This article was originally published on the Marijuana Patients Organization site on February 13, 2013.
It was with a deep sigh that I read State of Michigan vs. McQueen. The Michigan Supreme Court, consistent with its political supporters, narrowed the breadth of the voter enacted Michigan Medical Marihuana Act. It was as simple as one politician stated, “you make the laws, I’ll make the procedures, and I’ll win every time.” Last week, again, it wasn’t the voters that won, it was the “no” supporters.
Keep in mind that what the Court ruled on was a civil case and not a criminal case. And, keep in mind that this ruling did not say dispensaries are illegal. Let me repeat, the McQueen ruling does not rule that dispensaries are illegal.
What the Court did politically achieve, with assistance from Attorney General Schuette’s new playbook, was to provide a road map for communities to close down selected medical marijuana distribution models; such as, one patient supplying another patient. With this ruling, communities that so wish can now use the “public nuisance” process to further restrict the public’s voice. The voice that showed its unequivocal support for the Michigan Medical Marihuana Act. A landslide.
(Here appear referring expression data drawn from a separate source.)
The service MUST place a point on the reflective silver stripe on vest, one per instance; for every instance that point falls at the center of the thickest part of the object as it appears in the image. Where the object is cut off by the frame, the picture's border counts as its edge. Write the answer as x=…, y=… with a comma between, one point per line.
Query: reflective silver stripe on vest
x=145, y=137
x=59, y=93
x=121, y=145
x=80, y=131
The real question going forward is how local communities react to the ruling. It’s hard to serve two masters: one the voter and the other the bureaucracy.
As they say in politics, all politics is local. From where I sit and watch the world today, I’d say it looks pretty gnarly out there. I wouldn’t want to be the local politician that circumvented the public’s intent, particularly when the public could be in one of those famous gnarly moods. Some might call it a lack of trust – and – at the local level.

Very well said and true Ryan.
This is a corrupt world that we live in. Run by old white men in robes.
My dispensary did not close and the ruling was just more smoke they are blowing.